= Proofreading (biology) =

Correction of DNA replication errors

The term proofreading is used in genetics to refer to the error-correcting processes, first proposed by John Hopfield and Jacques Ninio, involved in DNA replication, immune system specificity, and enzyme-substrate recognition among many other processes that require enhanced specificity. The kinetic proofreading mechanisms of Hopfield and Ninio are non-equilibrium active processes that consume ATP to enhance specificity of various biochemical reactions.

In bacteria, all three DNA polymerases (I, II and III) have the ability to proofread, using 3' → 5' exonuclease activity. When an incorrect base pair is recognized, DNA polymerase reverses its direction by one base pair of DNA and excises the mismatched base. Following base excision, the polymerase can re-insert the correct base and replication can continue.

In eukaryotes, only the polymerases that deal with the elongation (delta and epsilon) have proofreading ability (3' → 5' exonuclease activity).Proofreading also occurs in mRNA translation for protein synthesis. In this case, one mechanism is the release of any incorrect aminoacyl-tRNA before peptide bond formation.

The extent of proofreading in DNA replication determines the mutation rate, and is different in different species.
For example, loss of proofreading due to mutations in the DNA polymerase epsilon gene results in a hyper-mutated genotype with >100 mutations per million bases of DNA in human colorectal cancers.

The extent of proofreading in other molecular processes can depend on the effective population size of the species and the number of genes affected by the same proofreading mechanism.

==Bacteriophage T4 DNA polymerase==

Bacteriophage (phage) T4 gene 43 encodes the phage's DNA polymerase replicative enzyme. Temperature-sensitive (ts) gene 43 mutants have been identified that have an antimutator phenotype, that is a lower rate of spontaneous mutation than wild type. Studies of one of these mutants, tsB120, showed that the DNA polymerase specified by this mutant copies DNA templates at a slower rate than the wild-type polymerase. However, the 3' to 5' exonuclease activity was no higher than wild-type. During DNA replication the ratio of nucleotides turned over to those stably incorporated into newly formed DNA is 10 to 100 times higher in the case of the tsB120 mutant than in wild-type. It was proposed that the antimutator effect may be explained by both greater accuracy in nucleotide selection and an increased efficiency of removal of noncomplementary nucleotides (proofreading) by the tsB120 polymerase.

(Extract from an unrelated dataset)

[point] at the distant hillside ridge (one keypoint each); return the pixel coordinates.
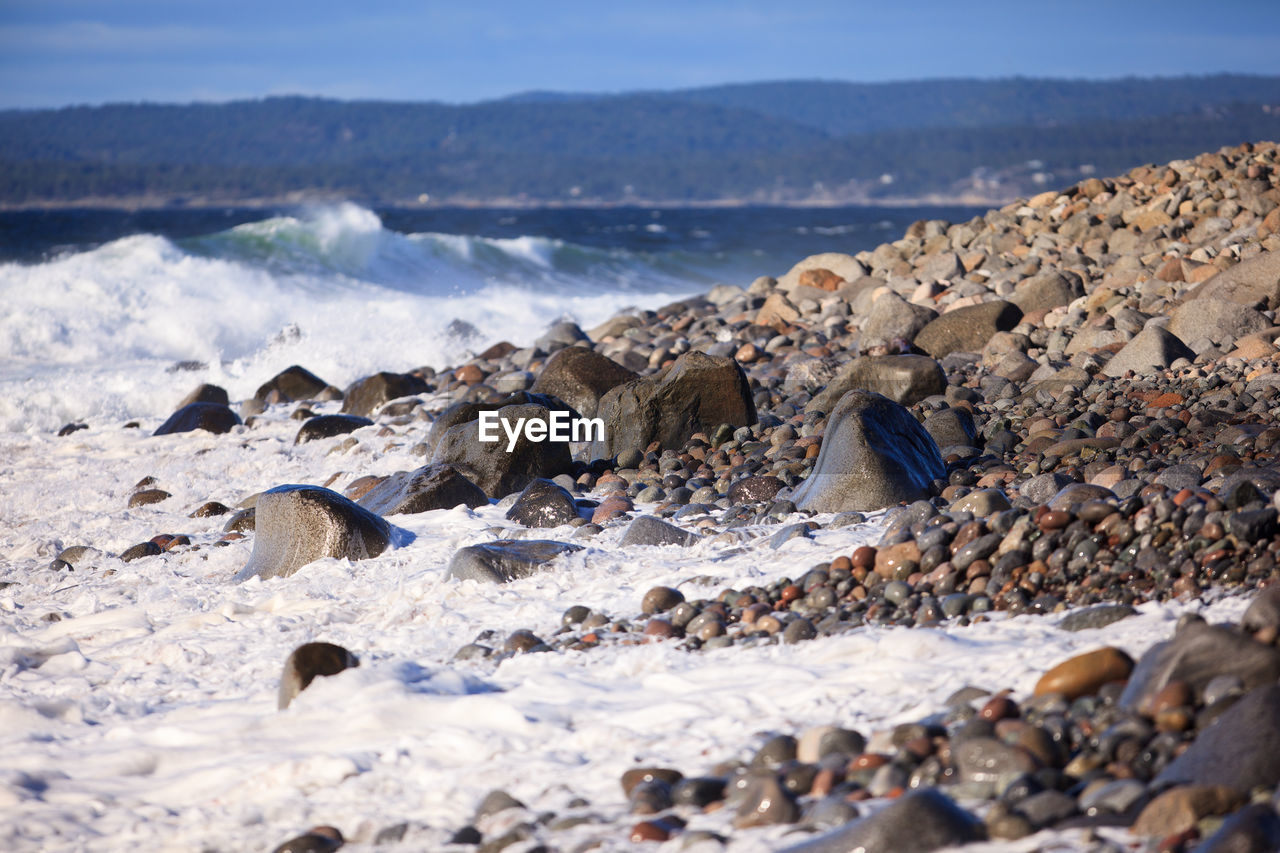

When phage T4 virions with a wild-type gene 43 DNA polymerase are exposed to either ultraviolet light, which introduces cyclobutane pyrimidine dimer damages in DNA, or psoralen-plus-light, which introduces pyrimidine adducts, the rate of mutation increases. However, these mutagenic effects are inhibited when the phage's DNA synthesis is catalyzed by the tsCB120 antimutator polymerase, or another antimutator polymerase, tsCB87. These findings indicate that the level of induction of mutations by DNA damage can be strongly influenced by the gene 43 DNA polymerase proofreading function.

==SARS-CoV-2 proofreading enzyme==

Severe acute respiratory syndrome coronavirus 2 (SARS-CoV-2) is the causative agent of the COVID-19 pandemic. The SARS-CoV-2 RNA virus genome encodes a replication-and transcription complex, a multisubunit protein machine that carries out viral genome replication and transcription, processes essential to the virus life cycle. One of the proteins specified by the coronavirus genome is a non-structural protein, nsp14, that is a 3'-to-5' exoribonuclease (ExoN). This protein resides in the protein complex nsp10-nsp14 that enhances replication fidelity by proofreading RNA synthesis, an activity critical for the virus life cycle. Furthermore, the coronavirus proofreading exoribonuclease nsp14-ExoN is required for maintaining genetic recombination generated during infection.